Advanced Audit Policy Configuration Precedence

The group policy object (GPO) that Tenable Identity Exposure creates to enable required events logging is linked to the organization unit (OU) domain controllers with Enforced mode enabled.

This gives the GPO a high priority, but an enforced GPO configured at a higher level (such as domain or site) takes precedence over it.

If the higher priority GPO that defines the Advanced Audit Policy Configuration settings conflicts with Tenable Identity Exposure’s needs, it takes precedence and Tenable Identity Exposure misses required events for attack detection.

Since Windows merges Advanced Audit Policy Configuration settings defined by GPOs, different GPOs can define different settings.

However, at each setting level, it only uses the GPO-defined value with the higher precedence.
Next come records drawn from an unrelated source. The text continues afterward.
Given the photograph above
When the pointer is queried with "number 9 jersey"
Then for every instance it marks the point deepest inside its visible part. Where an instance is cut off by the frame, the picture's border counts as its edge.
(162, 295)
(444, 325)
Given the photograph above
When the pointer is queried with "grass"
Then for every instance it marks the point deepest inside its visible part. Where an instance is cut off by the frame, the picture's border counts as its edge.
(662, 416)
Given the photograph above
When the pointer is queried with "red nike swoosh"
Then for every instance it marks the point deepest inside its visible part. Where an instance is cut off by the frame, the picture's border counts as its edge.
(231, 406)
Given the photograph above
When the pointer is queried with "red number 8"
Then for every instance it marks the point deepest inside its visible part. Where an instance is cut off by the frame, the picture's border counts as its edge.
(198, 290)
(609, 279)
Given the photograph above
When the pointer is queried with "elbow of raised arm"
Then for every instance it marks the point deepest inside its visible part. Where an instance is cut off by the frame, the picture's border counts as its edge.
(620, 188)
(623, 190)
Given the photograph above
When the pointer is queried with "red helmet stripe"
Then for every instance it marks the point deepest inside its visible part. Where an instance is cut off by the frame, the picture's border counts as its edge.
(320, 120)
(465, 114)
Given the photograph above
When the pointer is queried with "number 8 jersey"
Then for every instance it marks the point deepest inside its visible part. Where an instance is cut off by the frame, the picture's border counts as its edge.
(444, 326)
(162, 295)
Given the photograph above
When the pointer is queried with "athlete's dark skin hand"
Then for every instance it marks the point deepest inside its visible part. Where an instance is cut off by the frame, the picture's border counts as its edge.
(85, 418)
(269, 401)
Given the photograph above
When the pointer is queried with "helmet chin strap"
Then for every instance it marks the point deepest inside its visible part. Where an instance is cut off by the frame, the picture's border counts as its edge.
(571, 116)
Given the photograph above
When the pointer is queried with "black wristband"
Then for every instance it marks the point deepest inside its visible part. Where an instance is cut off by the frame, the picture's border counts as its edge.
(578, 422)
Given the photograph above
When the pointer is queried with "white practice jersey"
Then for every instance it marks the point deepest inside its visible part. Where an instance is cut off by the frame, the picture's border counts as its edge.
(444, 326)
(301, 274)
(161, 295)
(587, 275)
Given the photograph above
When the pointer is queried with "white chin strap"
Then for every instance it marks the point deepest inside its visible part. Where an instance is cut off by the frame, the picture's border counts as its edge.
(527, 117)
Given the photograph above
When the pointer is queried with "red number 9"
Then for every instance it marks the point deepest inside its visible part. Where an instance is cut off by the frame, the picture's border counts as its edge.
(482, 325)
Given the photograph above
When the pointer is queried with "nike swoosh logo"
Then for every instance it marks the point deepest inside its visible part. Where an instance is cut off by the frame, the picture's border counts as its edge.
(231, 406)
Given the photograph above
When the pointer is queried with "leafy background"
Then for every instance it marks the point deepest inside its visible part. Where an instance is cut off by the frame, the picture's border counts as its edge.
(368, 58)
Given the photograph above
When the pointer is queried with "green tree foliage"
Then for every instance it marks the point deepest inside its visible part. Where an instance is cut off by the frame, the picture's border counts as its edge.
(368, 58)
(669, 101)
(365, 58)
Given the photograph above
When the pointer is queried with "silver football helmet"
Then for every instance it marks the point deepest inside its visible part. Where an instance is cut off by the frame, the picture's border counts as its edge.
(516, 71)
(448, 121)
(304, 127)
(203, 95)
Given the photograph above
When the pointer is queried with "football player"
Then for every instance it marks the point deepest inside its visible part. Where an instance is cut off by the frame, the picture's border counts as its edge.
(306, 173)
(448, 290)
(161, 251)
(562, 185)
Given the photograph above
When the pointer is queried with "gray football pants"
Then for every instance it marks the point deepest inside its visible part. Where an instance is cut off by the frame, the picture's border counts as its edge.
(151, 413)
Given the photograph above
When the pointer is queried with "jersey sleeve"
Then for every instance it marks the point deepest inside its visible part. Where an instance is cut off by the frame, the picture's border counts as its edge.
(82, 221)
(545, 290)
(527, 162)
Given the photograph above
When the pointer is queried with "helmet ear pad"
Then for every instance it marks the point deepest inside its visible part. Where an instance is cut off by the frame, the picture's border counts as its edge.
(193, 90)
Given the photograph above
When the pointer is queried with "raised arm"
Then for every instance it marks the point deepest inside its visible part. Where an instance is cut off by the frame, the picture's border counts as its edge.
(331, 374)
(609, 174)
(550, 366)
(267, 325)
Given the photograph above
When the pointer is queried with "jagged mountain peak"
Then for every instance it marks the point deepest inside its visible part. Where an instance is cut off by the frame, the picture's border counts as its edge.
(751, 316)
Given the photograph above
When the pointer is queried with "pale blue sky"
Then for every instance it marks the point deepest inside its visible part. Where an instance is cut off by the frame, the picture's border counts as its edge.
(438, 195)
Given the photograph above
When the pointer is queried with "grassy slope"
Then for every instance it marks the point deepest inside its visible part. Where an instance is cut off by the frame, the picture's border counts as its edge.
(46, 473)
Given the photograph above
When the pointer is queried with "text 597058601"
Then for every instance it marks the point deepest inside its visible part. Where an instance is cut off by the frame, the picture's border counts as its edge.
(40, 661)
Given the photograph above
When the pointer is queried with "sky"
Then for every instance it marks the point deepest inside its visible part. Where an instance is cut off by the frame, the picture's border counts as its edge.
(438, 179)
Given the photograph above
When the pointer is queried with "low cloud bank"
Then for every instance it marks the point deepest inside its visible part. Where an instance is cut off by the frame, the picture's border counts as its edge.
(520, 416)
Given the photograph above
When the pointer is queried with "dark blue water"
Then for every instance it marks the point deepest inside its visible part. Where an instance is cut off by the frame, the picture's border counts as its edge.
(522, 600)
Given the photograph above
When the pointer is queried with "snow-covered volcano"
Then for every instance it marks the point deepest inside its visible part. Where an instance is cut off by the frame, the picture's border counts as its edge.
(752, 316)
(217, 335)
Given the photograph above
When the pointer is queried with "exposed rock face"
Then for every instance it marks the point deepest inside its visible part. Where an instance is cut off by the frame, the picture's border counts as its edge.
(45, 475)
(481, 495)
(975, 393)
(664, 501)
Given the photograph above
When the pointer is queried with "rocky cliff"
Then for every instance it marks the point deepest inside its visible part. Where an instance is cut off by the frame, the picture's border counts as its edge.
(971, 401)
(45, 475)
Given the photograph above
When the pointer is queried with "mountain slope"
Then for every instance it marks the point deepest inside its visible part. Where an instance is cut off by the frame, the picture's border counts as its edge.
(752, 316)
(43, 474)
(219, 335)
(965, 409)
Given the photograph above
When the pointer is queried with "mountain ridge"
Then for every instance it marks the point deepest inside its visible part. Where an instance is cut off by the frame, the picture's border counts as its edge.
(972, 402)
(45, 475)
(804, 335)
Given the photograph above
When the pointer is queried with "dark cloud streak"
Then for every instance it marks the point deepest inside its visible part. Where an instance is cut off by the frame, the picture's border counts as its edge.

For example, Tenable Identity Exposure needs the Success and Failure value for the Audit Credential Validation setting. However, if a GPO with higher precedence only defines Success for Audit Credential Validation, then Windows only collects Success events and Tenable Identity Exposure misses the required Failure events.

To check for GPO precedence:

  1. In the command-line interface, run the following command on a domain controller.

    It outputs the effective Advanced Audit Policy Configuration after considering all GPOs and precedence.

    Copy
    auditpol.exe /get /category:*
  2. Compare the output with the Tenable Identity Exposure advanced audit policy requirements. For each setting that Tenable Identity Exposure requires, check that the effective policy also covers it.

    • It is not an issue if the effective policy is more exhaustive, such as when Tenable Identity Exposure needs "Success" or "Failure" and the setting is "Success and Failure".

    • If the effective policy is insufficient, it means that a GPO with a higher precedence defines conflicting settings.

To fix the GPO precedence:

  1. Look for GPOs linked to higher levels (domain or site) in "enforced" mode that define the Advanced Audit Policy Configuration.

  2. In the command-line interface, run the following command on a domain controller to pinpoint the winning GPO:

    Copy
    gpresult /scope:computer /h gpo.html
  1. Modify the corresponding Advanced Audit Policy Configuration setting in the GPO to meet Tenable Identity Exposure's minimum requirements. For example:

    • If Tenable Identity Exposure requires "Success" and the higher priority GPO defines "Failure," then modify the setting to "Success and Failure."

    • If Tenable Identity Exposure requires "Success and Failure" and the higher priority GPO defines "Success," then modify the setting to "Success and Failure."

  1. After you modify the setting, you can either wait for the updated GPO to apply or force it with the gpupdate command.

  2. Repeat the procedure To check for GPO precedence: to check the new effective policy.